The Daily Stormer is now registered at Google.

The tech industry fallout from the decision by GoDaddy to oust neo-nazi web site, The Daily Stormer, is ongoing.

While the domain name DailyStormer.com was moved to the Google Registrar, nothing changed with its content, as it lies outside the jurisdiction of any domain registrar.

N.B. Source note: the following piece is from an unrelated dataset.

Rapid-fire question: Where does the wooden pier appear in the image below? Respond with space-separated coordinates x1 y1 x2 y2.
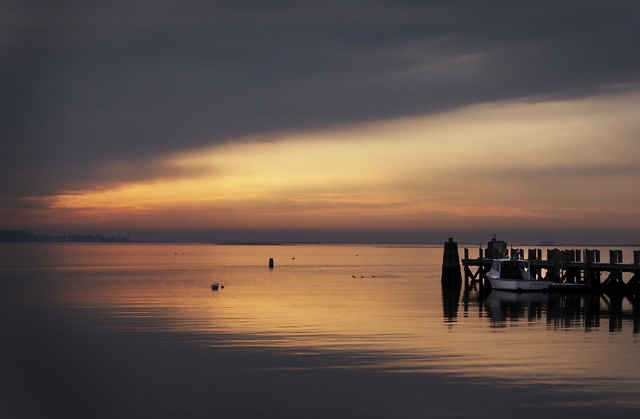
452 238 640 296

Meanwhile, tech industry companies are restricting several other aspects of the neo-nazi movement, as follows:

  • Reddit banned three alt-right forums, r/altright,, r/alternativeright and r/rightyfriends, due to doxxing and harassment campaigns. Reddit did not identify one instance that prompted the ban, but there was speculation that it was in response to members attempting to dox the person who punched white nationalist Richard Spencer during inauguration.
  • PayPal restricted the accounts of various people and groups that promote alt-right politics and fully banned others. They told Buzzfeed News that the site does not “allow [its] services to be used for activities that promote hate, violence or racial intolerance.”
  • GoFundMe banned top alt-right personalities, Kyle Chapman and and Tim Gionet from fundraising on their site, providing similar reasoning with PayPal. Other crowdfunding sites, Patreon, and YouCaring, have also banned fundraisers that align with the far-right.
  • AirBnb suspended the accounts of users who attended Saturday’s rally in Charlottesville and rented nearby homes from the site. The site said that they require costumers to “”accept people regardless of their race, religion, national origin, ethnicity.”

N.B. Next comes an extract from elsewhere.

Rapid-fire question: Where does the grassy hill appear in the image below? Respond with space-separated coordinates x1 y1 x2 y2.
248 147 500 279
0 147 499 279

Why this approach matters? According to news agency, Axios:

“Tech platforms have been criticized by all sides for hosting extremist content. Several, including Facebook and YouTube, have taken steps to crack down on such content, only to be accused by some groups of hampering free speech — underscoring the difficult position platforms find themselves in when it comes to policing users’ posts. Alt-right groups have started creating their own platforms that cater to right-wing users with fewer rules.”